I have a proposal for a new "Hacker Hat"

The Blue Hat Hacker.

I know this is kind of silly, but I feel a definition and a back-story are in order. Last night, while having dinner with the family, I was discussing my job as the InfoSec officer at my place of employment. This is a relatively new job description for me, as I was originally hired to be the WAN engineer. So I was telling my wife about running a port scan against a server to check for security holes when my eight year old daughter asked me "Daddy, shouldn't you be wearing a blue hat or something when you are at work?"

"Why would I do that honey?" Was my reply

"Because don't security people wear blue hats when they're at work? All I see you wear is your tie."

Ahhh.....from the mouths of babes. What a perfect analogy for what I do given the current white hat/black hat division of hackers.
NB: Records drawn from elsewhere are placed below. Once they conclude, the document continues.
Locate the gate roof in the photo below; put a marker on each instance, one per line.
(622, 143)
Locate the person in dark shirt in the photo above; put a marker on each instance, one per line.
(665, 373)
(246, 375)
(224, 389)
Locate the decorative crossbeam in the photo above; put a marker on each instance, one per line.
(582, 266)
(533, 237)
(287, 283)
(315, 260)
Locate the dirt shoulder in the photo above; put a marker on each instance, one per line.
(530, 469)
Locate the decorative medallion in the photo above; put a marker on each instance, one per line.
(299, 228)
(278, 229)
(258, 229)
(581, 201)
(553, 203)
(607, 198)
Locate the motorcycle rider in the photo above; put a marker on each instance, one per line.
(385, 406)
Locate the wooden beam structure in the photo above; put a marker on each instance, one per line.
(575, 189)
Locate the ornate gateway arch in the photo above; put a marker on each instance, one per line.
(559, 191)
So my proposed definition is as follows:

"A blue hat hacker is an information security professional who employs the tools and methods of hackers and crackers against networks and systems for which (s)he has some measure of responsibility. The purpose of conducting said hacks is to find security vulnerabilities and mitigate threats before exploitation can occur from other sources."

So, two years from now when you hear someone call themselves a "blue hat" you can smile smugly to yourself and say "I knew what blue hats were on day 0. February 1st, 2003. The term was coined by Thread_Killer, thanks to his eight year old daughter."